Support comments in JSON #2049

kurtmckee · 2022-01-25T04:49:28Z

This adds support for comments in JSON. Valid JSON documents are not affected, but if comments appear in the document they will be parsed as comments now.

This added support doesn't claim to support any JSON supersets like JSONC or JSON5. It's just comments. 😄

Example, rendered in Monokai:

Please let me know if there's anything that I need to cleanup or improve. Thanks!

This deviates from the JSON specification but doesn't affect valid JSON.

not-my-profile · 2022-01-26T06:35:25Z

I would expect the JSON lexer to parse strictly according to the JSON spec (with comments resulting in Error tokens). So I think it would be better to introduce a new JSON+comments lexer, based on the JSON lexer.

Anteru · 2022-01-26T08:19:35Z

I'd like to better understand why. We're not here to educate people on correct JSON -- what's the advantage of splitting it out in yet another flavor of JSON? If people don't know if it's JSON or not, they can always use the JavaScript lexer, but having to select between 5 flavors of JSON hardly seems like the most user-friendly solution (and it would require us to implement JSON5, JSON C, etc.) I'd like to understand your motivation and why you think we should flag JSON with comments as Error.

not-my-profile · 2022-01-26T09:09:48Z

We're not here to educate people on correct JSON

Sure but I'd argue that we're also not here to misguide people (into thinking that comments are part of JSON).

it would require us to implement JSON5, JSON C, etc

This PR turns the lexer for JSON into a lexer for "JSON with Comments" (as established by Microsoft's VS Code). Introducing "JSON with comments" as a separate lexer changes nothing about whether or not we need to support JSON5. In any case supporting JSON5 would require a dedicated lexer. (Unless you're really advocating that the JSON lexer should handle all extensions of JSON ... but I don't think you are).

having to select between 5 flavors of JSON hardly seems like the most user-friendly solution

I agree but I think the proper way to address this would be to implement proper lexer guessing.
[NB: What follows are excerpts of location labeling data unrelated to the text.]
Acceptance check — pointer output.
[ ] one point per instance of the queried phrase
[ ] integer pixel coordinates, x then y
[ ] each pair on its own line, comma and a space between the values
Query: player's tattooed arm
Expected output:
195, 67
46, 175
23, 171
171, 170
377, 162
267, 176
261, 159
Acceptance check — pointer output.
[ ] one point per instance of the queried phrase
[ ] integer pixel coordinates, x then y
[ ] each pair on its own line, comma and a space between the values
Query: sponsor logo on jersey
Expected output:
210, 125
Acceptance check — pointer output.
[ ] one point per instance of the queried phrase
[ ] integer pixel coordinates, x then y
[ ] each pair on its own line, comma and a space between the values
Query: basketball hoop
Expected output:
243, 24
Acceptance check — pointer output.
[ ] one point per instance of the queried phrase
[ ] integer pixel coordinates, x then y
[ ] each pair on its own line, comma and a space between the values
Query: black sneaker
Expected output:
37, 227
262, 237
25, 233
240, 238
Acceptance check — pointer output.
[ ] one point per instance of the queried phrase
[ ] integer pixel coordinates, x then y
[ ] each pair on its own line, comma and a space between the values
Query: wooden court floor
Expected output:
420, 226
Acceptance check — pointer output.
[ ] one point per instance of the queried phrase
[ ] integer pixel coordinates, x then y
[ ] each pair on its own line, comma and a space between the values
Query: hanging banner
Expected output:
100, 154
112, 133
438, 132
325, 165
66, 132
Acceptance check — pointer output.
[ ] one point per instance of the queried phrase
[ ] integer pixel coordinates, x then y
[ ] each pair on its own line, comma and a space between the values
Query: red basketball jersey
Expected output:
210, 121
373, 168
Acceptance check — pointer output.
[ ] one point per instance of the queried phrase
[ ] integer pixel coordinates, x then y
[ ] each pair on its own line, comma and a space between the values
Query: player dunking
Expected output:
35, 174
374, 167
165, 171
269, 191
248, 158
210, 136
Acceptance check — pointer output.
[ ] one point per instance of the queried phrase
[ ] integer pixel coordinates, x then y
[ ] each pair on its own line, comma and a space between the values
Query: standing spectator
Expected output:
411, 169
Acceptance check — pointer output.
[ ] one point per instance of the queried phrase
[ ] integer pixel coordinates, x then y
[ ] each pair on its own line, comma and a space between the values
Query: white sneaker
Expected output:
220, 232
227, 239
I suggested a solution for that in #2005 (btw haven't heard back from you yet regarding my last reply).

kurtmckee · 2022-01-26T13:53:20Z

@not-my-profile,

I'd argue that we're also not here to misguide people (into thinking that comments are part of JSON).

I hear you. Many years ago I bought an MP3 player and eagerly started testing to confirm that it was following the MP3 spec...but I discovered it was able to play an animated GIF as cover art. That offended me, so I threw it in the trash. Other people might not have been so lucky, and might have assumed that ~~comments are part of JSON~~ animated GIFs are part of the MP3 spec.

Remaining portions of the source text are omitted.